As a student, I recall accidentally catching a brief glimpse of the inner sanctum through a cloud of blue haze. As a teacher, I would later learn to associate that experience with fundraising bingo hall duty in the 1990s. However, during the 1960s, the staff room, I hypothesized, was a bastion of teacher privacy—a sieve that separated wheat from chaff. The staff room was a pedagogical Maginot Line.

Men with dark suits, white shirts and narrow ties carrying real leather briefcases, and women with flowered dresses, beehive hairstyles, with large dark purses, converged on the staff room door between classes and during lunch (which was actually 60 minutes long!). As a naive student, I would pass the staff room door with a feeling of reverence, vainly attempting to contemplate the deep and, likely, animated, esoteric conversations going on just beyond. I was as likely to knock on that door as I was to touch an electric fence in a rainstorm. Teachers were distant and they were safe.

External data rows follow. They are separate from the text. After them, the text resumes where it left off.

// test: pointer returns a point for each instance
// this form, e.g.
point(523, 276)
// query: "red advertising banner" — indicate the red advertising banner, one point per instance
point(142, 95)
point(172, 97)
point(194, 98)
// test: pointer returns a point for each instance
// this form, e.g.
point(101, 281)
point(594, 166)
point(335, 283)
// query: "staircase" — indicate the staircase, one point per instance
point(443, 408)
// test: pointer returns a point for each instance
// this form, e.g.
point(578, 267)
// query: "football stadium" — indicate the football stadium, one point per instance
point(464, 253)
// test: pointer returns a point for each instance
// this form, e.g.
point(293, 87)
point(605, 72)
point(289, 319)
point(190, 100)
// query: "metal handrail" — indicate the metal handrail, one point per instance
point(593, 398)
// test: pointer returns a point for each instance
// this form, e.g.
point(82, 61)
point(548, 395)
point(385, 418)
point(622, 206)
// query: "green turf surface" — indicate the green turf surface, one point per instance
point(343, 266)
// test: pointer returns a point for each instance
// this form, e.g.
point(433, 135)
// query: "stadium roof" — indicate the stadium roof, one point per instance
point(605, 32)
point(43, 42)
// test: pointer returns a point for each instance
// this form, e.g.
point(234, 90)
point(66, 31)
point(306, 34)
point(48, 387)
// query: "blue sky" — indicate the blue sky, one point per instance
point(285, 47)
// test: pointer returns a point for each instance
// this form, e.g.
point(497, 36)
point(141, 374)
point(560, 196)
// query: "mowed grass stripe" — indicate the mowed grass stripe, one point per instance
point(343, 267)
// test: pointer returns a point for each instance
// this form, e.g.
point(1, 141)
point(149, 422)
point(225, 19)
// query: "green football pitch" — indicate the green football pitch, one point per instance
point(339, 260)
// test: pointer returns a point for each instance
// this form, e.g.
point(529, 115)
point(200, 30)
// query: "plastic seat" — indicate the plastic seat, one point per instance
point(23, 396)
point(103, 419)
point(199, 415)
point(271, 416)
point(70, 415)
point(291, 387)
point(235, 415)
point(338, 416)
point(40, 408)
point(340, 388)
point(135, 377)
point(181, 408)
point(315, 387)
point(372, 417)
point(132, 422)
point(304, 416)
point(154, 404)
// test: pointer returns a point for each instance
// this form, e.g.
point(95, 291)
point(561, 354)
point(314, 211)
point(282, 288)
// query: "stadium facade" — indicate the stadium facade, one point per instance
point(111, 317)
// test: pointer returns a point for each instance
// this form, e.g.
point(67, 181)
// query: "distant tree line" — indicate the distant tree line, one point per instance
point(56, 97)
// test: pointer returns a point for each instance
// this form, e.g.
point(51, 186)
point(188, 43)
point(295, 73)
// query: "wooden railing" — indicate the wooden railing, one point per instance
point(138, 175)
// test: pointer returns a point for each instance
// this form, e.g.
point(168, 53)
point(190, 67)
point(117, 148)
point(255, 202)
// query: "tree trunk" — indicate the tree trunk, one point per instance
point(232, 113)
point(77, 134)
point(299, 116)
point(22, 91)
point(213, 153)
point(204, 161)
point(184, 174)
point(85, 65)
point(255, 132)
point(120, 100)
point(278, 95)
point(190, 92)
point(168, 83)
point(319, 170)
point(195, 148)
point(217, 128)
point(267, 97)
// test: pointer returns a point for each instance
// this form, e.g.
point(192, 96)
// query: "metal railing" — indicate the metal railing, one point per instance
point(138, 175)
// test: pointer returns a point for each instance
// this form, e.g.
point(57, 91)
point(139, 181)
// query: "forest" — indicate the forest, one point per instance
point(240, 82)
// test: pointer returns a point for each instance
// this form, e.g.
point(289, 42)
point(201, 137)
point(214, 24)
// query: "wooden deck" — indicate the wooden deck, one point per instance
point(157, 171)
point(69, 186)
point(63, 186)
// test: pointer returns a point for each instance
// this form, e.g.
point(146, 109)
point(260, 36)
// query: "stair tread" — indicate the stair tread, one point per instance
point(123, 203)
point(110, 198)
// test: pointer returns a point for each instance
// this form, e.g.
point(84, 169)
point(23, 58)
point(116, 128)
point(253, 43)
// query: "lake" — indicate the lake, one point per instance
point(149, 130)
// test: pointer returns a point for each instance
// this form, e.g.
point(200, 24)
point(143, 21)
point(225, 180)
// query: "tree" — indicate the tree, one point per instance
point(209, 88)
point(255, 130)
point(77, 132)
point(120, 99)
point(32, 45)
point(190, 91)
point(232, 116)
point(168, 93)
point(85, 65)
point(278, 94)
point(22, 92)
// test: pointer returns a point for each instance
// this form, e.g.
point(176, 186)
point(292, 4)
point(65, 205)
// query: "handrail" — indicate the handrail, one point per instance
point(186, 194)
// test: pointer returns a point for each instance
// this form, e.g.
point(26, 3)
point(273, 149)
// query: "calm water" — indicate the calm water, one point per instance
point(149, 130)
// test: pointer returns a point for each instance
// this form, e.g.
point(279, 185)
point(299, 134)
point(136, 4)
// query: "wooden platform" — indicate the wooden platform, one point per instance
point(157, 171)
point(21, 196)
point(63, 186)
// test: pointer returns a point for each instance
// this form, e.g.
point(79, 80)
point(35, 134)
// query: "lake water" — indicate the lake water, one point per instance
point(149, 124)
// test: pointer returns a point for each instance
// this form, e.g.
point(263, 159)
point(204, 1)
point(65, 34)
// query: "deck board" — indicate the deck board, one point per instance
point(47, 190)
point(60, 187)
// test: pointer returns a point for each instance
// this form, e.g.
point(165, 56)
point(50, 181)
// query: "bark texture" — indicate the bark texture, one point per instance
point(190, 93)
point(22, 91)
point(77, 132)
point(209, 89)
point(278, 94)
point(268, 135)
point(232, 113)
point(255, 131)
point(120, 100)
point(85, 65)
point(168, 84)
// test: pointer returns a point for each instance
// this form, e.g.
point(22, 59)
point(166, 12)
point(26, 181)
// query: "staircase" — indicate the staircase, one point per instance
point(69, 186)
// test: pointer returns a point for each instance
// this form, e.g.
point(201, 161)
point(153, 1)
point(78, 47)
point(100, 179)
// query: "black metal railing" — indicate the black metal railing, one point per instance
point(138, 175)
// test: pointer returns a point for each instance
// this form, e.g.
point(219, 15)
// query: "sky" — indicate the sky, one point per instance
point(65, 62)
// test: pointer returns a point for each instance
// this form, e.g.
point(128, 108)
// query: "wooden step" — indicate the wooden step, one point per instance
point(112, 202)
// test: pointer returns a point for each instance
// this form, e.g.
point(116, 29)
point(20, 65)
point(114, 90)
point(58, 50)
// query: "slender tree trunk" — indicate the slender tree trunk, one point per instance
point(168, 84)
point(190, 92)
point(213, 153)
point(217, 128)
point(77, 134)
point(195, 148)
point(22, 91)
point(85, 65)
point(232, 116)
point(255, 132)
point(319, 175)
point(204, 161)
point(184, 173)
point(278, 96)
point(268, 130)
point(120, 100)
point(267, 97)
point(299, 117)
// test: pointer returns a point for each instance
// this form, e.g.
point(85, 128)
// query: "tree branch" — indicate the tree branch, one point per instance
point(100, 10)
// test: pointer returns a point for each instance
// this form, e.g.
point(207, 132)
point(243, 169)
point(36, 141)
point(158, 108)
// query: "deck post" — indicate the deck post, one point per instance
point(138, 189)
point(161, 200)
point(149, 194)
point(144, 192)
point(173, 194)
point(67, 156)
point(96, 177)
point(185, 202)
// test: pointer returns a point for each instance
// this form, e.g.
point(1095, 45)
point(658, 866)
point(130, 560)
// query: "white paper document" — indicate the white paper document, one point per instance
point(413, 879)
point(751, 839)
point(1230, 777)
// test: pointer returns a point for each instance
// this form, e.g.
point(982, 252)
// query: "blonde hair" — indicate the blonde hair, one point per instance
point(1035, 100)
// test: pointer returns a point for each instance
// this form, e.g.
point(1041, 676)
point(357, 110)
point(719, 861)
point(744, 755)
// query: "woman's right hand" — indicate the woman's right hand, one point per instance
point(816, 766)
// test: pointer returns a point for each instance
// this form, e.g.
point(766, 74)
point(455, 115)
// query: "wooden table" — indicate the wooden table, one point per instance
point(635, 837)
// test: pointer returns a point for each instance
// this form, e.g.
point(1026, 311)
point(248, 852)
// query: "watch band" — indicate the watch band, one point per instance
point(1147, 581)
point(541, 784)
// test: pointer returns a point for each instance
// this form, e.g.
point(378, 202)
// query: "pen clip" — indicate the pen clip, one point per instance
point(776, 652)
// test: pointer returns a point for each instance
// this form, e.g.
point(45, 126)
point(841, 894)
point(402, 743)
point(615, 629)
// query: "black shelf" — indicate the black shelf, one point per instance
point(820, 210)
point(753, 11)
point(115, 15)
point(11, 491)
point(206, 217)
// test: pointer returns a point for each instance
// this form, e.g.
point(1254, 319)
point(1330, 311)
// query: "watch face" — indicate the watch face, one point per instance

Today, a staff room is not always the decompression chamber that it was once ordained to be. In the politically correct atmosphere of the present decade one must be more wary. The sanctuary-bunkered mentality has been lost. A redneck joke here, a Victoria Secret's catalogue there, a careless word about a student or parent, and a teacher's career could take a nasty tailspin. Esoteric conversations . . . not usually. The staff room today is less sanctuary and more bubble.

A knock at the door.

We all freeze like deer caught in the headlights of an oncoming truck—a perpetual moment. "Is Mr. Rempel in the staff room?" The rest of the staff resume their positions as I push back my chair.

Martin Rempel is a teacher at Westwood Community High School in Fort McMurray.